A data-driven approach to evaluate the importance of terrain features for hydrological modelling in flood warnings

Denmark’s national river flood forecasting system employs several different hydrological models for predicting river discharge estimates. These are used by duty meteorologists at the Danish Meteorological Institute (DMI) to issue flood warnings. In this study we explore two of these models: a Long Short-Term Memory network (DK-LSTM) and a conceptual hydrological model with the software HYPE (DK-HYPE). From operational experience, we suspect that both models have structural deficiencies related to lack of topographically driven processes. We therefore apply a dual-model approach to explore the potential in processing and feeding more detailed terrain description for forecasting high river flows in Denmark.

The LSTM model is trained primarily based on the CAMELS data set for Denmark. CAMELS data sets are widely used and are becoming a standard, recognized data set for training and running data-driven models. The current CAMELS data sets contain simple statistical description of terrain features, like catchment-averaged mean, min and max values of elevation above mean sea level and terrain slope. The HYPE model is based on the concept of hydrological response units (HRUs) but the default implementation in HYPE only delineates HRUs based on soil and land use information. Experience from the development of the two national models (DK-LSTM and DK-HYPE) indicates that catchments with distinct topological characteristics can exhibit markedly different hydrological responses that are not captured by simple catchment averages of DEM properties.
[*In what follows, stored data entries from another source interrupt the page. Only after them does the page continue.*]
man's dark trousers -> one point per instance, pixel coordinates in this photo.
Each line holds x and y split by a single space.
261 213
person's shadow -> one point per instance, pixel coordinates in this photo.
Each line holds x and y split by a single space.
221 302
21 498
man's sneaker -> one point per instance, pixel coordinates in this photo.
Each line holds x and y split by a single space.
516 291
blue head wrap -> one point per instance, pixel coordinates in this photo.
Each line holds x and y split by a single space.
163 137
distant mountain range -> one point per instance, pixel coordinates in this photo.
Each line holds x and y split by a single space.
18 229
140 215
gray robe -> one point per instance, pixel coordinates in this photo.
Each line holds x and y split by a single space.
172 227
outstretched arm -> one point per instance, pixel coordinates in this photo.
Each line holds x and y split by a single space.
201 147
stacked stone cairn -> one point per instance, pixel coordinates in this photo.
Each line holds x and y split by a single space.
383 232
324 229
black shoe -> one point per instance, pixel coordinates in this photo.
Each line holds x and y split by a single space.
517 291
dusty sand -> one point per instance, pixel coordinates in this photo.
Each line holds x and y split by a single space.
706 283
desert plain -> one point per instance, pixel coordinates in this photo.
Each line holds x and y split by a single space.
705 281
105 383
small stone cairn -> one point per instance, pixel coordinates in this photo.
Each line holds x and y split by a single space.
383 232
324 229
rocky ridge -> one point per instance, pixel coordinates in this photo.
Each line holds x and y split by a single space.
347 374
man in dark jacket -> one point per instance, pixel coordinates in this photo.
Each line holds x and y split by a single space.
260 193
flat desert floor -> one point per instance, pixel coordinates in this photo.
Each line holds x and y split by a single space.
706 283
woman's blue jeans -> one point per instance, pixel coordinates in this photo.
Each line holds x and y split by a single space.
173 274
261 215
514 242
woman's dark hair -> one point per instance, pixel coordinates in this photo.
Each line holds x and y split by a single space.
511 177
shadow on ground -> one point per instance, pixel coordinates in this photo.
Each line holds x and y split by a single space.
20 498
We perform detailed raster-based representations of terrain indices like HAND, rDune and TWI across Denmark. We then test multiple ways of processing the indices and summarizing the distribution of values within each sub-catchment into catchment attributes that the LSTM model can use as inputs. The relative importance of various terrain indices in DK-LSTM for high-flow predictions are then evaluated, and this information is used to redesign HRU delineation in the DK-HYPE. This enables the DK-HYPE setup to calibrate hydrological processes with terrain information. Our findings show which terrain indices, and therefore which topographic properties, that provide most benefit for predictive performance in high river discharge events relevant for flood warning applications.